Myth #2: Your down payment must be 20%
Sure a 20% down payment is ideal if you want to avoid the private mortgage insurance. But not all buyers, especially first time home buyers are able to gather up 20% of their property in cash. Because of this many loan types such as FHA allow as low as 3.5% down, as long as you’re able to pay the monthly PMI.
Myth #3: The only upfront cost is the down payment
If only this home buying myth was true! In addition to your down payment, you’re likely responsible for closing costs, taxes, inspections, insurance, and any fees associated with the community you’re moving to. Not to mention all the fees that come with buying a new house: new appliances, new light fixtures, new hardware, etc.

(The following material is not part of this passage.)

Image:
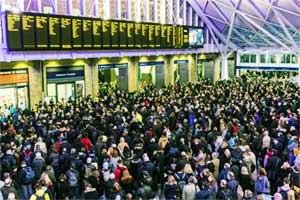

Myth 4: You can’t buy with bad credit
This is one of the biggest home buying myths. While having lower than a 600 credit score might halt your conventional loan, FHA loans allow those with credit scores as low as 580 to qualify for a loan. When you talk with your lender they will help you raise your credit in the shortest amount of time. They can put your in credit repair courses that ensure progress in a short amount of time.
Myth #5: You don’t need a home inspection
You might be tempted to believe that you don’t need a home inspection, especially if you’ve bought a new construction home in a hot housing market. But beware, if you skip the inspection, you’re responsible for anything that is currently wrong with the home, including the things you don’t know about. The average inspection is under $500, so paying for an inspection up front can help you save thousands down the road and give you peace of mind.
Myth 6: The schools don’t matter if you don’t have kids
While you don’t actually have children attending the nearby school, good schools are a sign of a good neighborhood. This could impact the safety ratings if the neighborhood and overall crime rate. So even through you’re not involved in the school itself, you can take advantage of the benefits that come with living in a neighborhood near a good school.